My new organs are fine, and I’m not going back under the knife, or anything.
I’ve been having a hell of a time sleeping, and it’s become a real issue
lately. I have not been diagnosed with narcolepsy, which I want to say right
off the bat, because I know people will offer that up as an explanation.
They’ve already ruled it out. I’m doing a home sleep study to figure out why I
get sleepy at such random times of the day, though. I’m going to be dealing
with it for a good chunk of today and tomorrow, because that’s the whole
thing; trying to determine how my situation changes over time. I’ll share the
results when they come in, and if they’re interesting, which they probably
won’t be. It’s probably just that I’m technically a lot older than I look, and
old people sleep a lot. Because of my medical history, we just can’t take any
chances. Anyway, as I was saying, my last post was as weird as they come, and
part of the reason I posted it was because I couldn’t think of anything else
to say, and didn’t want to worry myself about it anymore, because the doctor
was already starting to try to understand my sleeping issues. So, why did I
post that? What possessed me to release something so bad? Well, I wanted to
see how you would react to it...to something so unlike what you’re used to
seeing. I wanted to show you that not everything we do is perfect. In this
modern world of calculated social media, targeted algorithms, and ‘like’

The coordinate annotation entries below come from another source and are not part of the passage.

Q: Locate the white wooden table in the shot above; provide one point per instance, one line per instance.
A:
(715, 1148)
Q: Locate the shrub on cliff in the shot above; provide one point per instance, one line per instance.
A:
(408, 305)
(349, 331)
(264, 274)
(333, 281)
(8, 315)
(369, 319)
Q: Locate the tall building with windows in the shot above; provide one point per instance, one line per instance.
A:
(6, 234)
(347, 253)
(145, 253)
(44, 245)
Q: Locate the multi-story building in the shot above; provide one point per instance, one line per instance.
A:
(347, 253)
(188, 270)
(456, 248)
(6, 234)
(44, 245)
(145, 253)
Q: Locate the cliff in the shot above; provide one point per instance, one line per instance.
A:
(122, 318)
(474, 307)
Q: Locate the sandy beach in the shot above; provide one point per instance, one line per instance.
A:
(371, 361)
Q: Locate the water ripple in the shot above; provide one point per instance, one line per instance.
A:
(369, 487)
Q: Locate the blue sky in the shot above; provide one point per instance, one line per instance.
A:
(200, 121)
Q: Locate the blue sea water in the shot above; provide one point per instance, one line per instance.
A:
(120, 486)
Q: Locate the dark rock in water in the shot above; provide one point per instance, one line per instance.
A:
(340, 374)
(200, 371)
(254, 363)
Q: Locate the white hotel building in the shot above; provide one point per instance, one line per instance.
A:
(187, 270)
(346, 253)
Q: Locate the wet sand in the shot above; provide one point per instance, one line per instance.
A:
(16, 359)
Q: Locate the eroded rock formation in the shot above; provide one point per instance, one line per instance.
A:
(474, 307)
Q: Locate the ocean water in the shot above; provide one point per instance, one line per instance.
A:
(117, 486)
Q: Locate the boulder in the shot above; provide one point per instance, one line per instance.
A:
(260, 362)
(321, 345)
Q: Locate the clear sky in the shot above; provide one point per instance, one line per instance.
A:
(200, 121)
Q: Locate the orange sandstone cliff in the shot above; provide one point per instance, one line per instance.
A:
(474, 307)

farming, I put something out there that was objectively terrible to see how it
was received. You failed the test. You received it positively just because you
had no reason to hate it. To be sure, some of you did. You could have been a
little bit nicer with your criticisms, but I at least appreciate the honesty.
The rest of you, on the other hand, just accepted it as deep or
thought-provoking, or intentionally absurdist. It wasn’t. It was
nothing. I won’t be posting anything like that again, however, so there’s
that.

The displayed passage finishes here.